Même son de cloche chez les autres prix Nobel de l’IA.

Le prix Nobel de physique 2024 a été attribué à John Hopfield et Geoffrey Hinton pour leurs contributions pionnières dans le domaine de l'apprentissage automatique, un des piliers de l'intelligence artificielle moderne. Ces deux chercheurs ont développé des méthodes ayant permis de poser les bases des systèmes actuels de machine learning, révolutionnant ainsi des secteurs aussi variés que la science, l'ingénierie et la vie quotidienne. Geoffrey Hinton, souvent surnommé le « parrain de l’IA », est particulièrement reconnu pour ses travaux sur les réseaux de neurones artificiels.

Pour leur part, Demis Hassabis et John Jumper, de Google DeepMind, ont été récompensés par le prix de Nobel de chimie 2024 pour leur travail sur AlphaFold, une IA capable de calculer le repliement des protéines, de prédire la structure des protéines à partir de leur séquence chimique et, pour Alphafold 3, de découvrir de nouvelles molécules à partir d’ADN et d’ARN. Cette découverte ouvre de nouvelles perspectives dans des domaines allant de la conception de vaccins à la création nanométrique de nouveaux matériaux. Leur travail, salué pour son potentiel à accélérer la découverte scientifique, démontre que l’IA peut être un outil puissant pour résoudre des problèmes complexes dans les sciences de la vie.

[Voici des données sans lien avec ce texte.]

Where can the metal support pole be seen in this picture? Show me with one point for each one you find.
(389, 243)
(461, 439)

Geoffrey Hinton, à l’instar d’Acemoglu, n’hésite pas à exprimer ses préoccupations. Il va même plus loin que l’économiste. Ayant quitté son poste chez Google en 2023 pour dénoncer les risques de cette technologie, il a notamment mis en garde contre la possibilité que les machines deviennent plus intelligentes que les humains. Les super-intelligences artificielles (ASI) pourraient entraîner des conséquences imprévisibles et dangereuses. Une vision partagée par son élève Ilya Sutskever, qui a quitté OpenAI pour créer une start-up baptisée, en toute simplicité, Safe SuperIntelligence (superintelligence sans danger) (lire Qant du 21 juin).

Le verdict des nobélisés

Le directeur général de Google Deepmind Demis Hassabis reconnaît tout comme son ancien collègue Geoffrey Hinton, le caractère ambivalent de l’intelligence artificielle. Il souligne la nécessité d'encadrer son utilisation afin de maximiser ses bénéfices tout en réduisant les risques qu'elle comporte. « Nous devons vraiment réfléchir très sérieusement ... à la manière de favoriser les bonnes utilisations tout en atténuant ... les mauvaises. Cela comporte également des risques et nous devons en être conscients », a-t-il notamment déclaré à l’occasion de la remise de son prix. Ce point de vue rejoint celui d’Acemoglu, qui plaide pour une réorientation fondamentale de l'industrie de l'IA, afin de privilégier des applications bénéfiques pour la société, comme l'amélioration des informations fournies aux professionnels de la santé ou de l'éducation.

On est loin de l’optimisme affiché par les Français, comme Philippe Aghion et Yann Le Cun, qui partagé le prix Turing 2019 avec Geoffrey Hinton et Yoshua Bengio. Le 10 décembre, la remise des prix Nobel consacrera une vision prudente, et parfois inquiète, de l’IA.